I welcome the Bill, of course. There is no question about that. I had intended all the time to say that I welcome the Bill unreservedly. It is very often necessary to start off in a comparatively small way. Mind you, we have had other parts of the system here. You had the new Agricultural Institute working up to an annual expenditure of £750,000 a year in about two years. There are various other examples of that sort.

It looks strange in that context that the Department of Education — I suppose the oldest Department in this country — is so conservative. The Minister for Education here — I think this also applies to all Ministers for Education — has altogether too much respect for the Minister for Finance. I should like to see a more go-ahead approach, a broader approach to this subject. If this framework is the correct framework — and I take it that the Department and the Minister have given great thought to it — I was trying to work out an amount of money by comparison with the £300,000 mentioned in this Bill, a much more suitable sum of money.

I do not understand why people do not look ahead. I take it that the campaign for the elimination of bovine tuberculosis will be over in a couple of years. There is a net sum of £5 million a year going into it at the moment. The Minister for Education will find many people in the semi-State bodies anxious to grab that money for super jet planes and various other forms of activity that should not take precedence over education. He will find many people who already probably have their eyes fixed on it. Why does the Minister not put his eye on a great deal of that money? It is not the only thing. Rural electrification is drawing to a close after being long delayed.

Give us a chance.

It was long delayed. I think one piece of backchat in one speech is enough. The Minister deserves credit for bringing in this much, but he would have deserved more credit had he done it two years ago and not just before an election when it is felt that education would be a very serious subject, that is to say, education in this sense. It is at that end you will have all the impact, as to what assistance is being given to students by comparison with other countries. I suppose that, with the exception of the extremely reactionary countries and the primitive countries in Africa, we are the worst in the whole world. We are certainly the worst in the whole western world and a great deal worse than Russia. It applies in both spheres, the amount of assistance.

Are we the worst in every respect?

I am applying these remarks solely to the amount of assistance we give to university students.

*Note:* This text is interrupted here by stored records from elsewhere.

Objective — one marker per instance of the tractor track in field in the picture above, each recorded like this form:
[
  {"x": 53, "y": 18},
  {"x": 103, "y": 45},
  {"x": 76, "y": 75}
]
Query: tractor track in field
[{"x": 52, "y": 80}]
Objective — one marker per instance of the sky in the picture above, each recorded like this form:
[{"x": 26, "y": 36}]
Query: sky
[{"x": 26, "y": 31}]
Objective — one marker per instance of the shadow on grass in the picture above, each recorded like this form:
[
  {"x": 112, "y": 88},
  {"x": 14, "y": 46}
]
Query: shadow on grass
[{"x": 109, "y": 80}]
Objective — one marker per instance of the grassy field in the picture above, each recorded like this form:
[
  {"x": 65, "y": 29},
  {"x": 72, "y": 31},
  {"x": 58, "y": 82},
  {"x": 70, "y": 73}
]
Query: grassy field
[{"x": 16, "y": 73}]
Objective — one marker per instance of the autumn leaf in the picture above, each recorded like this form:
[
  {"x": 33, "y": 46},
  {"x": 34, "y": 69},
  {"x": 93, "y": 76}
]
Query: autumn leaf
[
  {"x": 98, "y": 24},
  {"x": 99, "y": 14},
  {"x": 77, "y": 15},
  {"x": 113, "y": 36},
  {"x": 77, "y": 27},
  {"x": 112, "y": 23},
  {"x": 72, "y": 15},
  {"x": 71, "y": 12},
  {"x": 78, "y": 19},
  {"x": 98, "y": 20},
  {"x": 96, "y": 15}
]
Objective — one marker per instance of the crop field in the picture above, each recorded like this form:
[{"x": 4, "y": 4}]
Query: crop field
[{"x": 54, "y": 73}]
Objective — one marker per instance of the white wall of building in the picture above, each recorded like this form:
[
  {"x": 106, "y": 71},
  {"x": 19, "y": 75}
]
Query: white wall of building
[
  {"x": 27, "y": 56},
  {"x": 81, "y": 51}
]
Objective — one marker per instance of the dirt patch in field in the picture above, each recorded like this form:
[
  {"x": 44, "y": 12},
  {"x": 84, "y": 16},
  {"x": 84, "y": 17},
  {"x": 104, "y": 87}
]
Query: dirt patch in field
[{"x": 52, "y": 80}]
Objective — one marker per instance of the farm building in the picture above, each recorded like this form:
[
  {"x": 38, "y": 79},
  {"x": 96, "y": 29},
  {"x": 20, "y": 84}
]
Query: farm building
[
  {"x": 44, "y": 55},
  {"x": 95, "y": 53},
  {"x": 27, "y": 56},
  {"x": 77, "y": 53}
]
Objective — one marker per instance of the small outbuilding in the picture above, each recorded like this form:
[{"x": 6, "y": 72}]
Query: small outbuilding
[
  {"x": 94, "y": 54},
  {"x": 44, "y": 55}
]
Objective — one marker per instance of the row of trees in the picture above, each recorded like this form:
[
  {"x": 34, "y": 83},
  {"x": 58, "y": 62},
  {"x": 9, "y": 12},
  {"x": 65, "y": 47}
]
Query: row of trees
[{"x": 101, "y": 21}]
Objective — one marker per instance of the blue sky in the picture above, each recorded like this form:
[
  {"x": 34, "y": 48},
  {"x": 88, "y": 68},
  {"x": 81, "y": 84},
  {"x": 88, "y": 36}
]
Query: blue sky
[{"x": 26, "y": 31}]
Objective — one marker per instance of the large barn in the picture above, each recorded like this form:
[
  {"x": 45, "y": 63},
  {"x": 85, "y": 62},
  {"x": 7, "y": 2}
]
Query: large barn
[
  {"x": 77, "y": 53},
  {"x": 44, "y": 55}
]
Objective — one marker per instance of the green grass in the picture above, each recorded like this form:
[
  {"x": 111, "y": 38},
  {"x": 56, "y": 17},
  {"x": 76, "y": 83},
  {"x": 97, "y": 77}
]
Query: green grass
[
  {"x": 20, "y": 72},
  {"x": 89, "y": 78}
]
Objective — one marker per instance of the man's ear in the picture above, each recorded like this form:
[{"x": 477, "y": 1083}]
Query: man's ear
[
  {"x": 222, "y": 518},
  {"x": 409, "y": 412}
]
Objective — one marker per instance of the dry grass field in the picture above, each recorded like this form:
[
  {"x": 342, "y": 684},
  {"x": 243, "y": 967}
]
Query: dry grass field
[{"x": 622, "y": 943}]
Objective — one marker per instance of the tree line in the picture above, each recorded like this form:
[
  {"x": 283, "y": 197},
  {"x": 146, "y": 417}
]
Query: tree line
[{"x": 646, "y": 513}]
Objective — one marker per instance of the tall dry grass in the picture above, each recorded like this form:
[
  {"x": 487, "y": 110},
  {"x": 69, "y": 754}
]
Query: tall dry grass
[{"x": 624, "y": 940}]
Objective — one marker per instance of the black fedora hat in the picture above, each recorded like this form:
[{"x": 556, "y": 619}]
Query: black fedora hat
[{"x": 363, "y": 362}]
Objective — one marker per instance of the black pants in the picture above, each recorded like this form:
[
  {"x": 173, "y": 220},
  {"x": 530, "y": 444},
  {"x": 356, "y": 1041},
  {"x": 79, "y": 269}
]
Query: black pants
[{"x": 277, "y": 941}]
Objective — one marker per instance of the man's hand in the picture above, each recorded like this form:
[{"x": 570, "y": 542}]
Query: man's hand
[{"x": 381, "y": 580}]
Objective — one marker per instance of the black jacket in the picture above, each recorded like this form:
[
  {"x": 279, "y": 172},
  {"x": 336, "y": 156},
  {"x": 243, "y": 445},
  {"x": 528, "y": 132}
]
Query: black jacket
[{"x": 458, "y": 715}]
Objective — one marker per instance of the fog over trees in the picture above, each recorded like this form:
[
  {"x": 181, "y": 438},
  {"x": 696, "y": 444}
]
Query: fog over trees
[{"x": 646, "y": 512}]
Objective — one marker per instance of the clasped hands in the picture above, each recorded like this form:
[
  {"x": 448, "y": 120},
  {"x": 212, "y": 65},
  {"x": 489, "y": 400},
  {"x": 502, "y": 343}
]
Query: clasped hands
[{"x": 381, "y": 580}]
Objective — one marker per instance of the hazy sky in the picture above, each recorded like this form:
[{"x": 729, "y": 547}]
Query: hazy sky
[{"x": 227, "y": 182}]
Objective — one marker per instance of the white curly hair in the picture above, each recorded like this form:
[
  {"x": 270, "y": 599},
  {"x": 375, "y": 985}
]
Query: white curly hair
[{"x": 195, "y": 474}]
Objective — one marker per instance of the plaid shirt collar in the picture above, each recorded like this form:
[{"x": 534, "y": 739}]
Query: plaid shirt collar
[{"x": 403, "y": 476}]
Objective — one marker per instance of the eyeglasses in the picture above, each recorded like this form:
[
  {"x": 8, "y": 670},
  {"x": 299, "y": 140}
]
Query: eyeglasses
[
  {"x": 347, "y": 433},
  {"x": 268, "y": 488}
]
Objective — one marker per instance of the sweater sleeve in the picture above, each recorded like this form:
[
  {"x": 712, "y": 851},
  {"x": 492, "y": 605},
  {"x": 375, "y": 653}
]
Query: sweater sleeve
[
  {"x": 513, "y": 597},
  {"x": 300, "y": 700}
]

I have come to the conclusion that education is like transport. Everybody is an expert at it. We heard a lot from the educators and the educated but the Minister will excuse me if I approach the problem rather from the point of view of that very large section of the community who have been unable to avail of the education which would be to their benefit. I think we all agree on the importance of education. I should hope we would all agree that the great progress we are making as a nation in regard to education is too slow.

I am not saying that by way of criticism of the Minister. I think successive Governments have done too little in regard to education. Our progress as a nation, since we achieved our independence, has been remarkable in many fields but I do not think it is remarkable in regard to education. I think that at this stage we should have reached the position where we would be providing free post-primary education for all the children. We are not doing this. What is provided in this Bill is puny in the context of what we should be providing and particularly so in the context of the situation we face in regard to entering the European Economic Community.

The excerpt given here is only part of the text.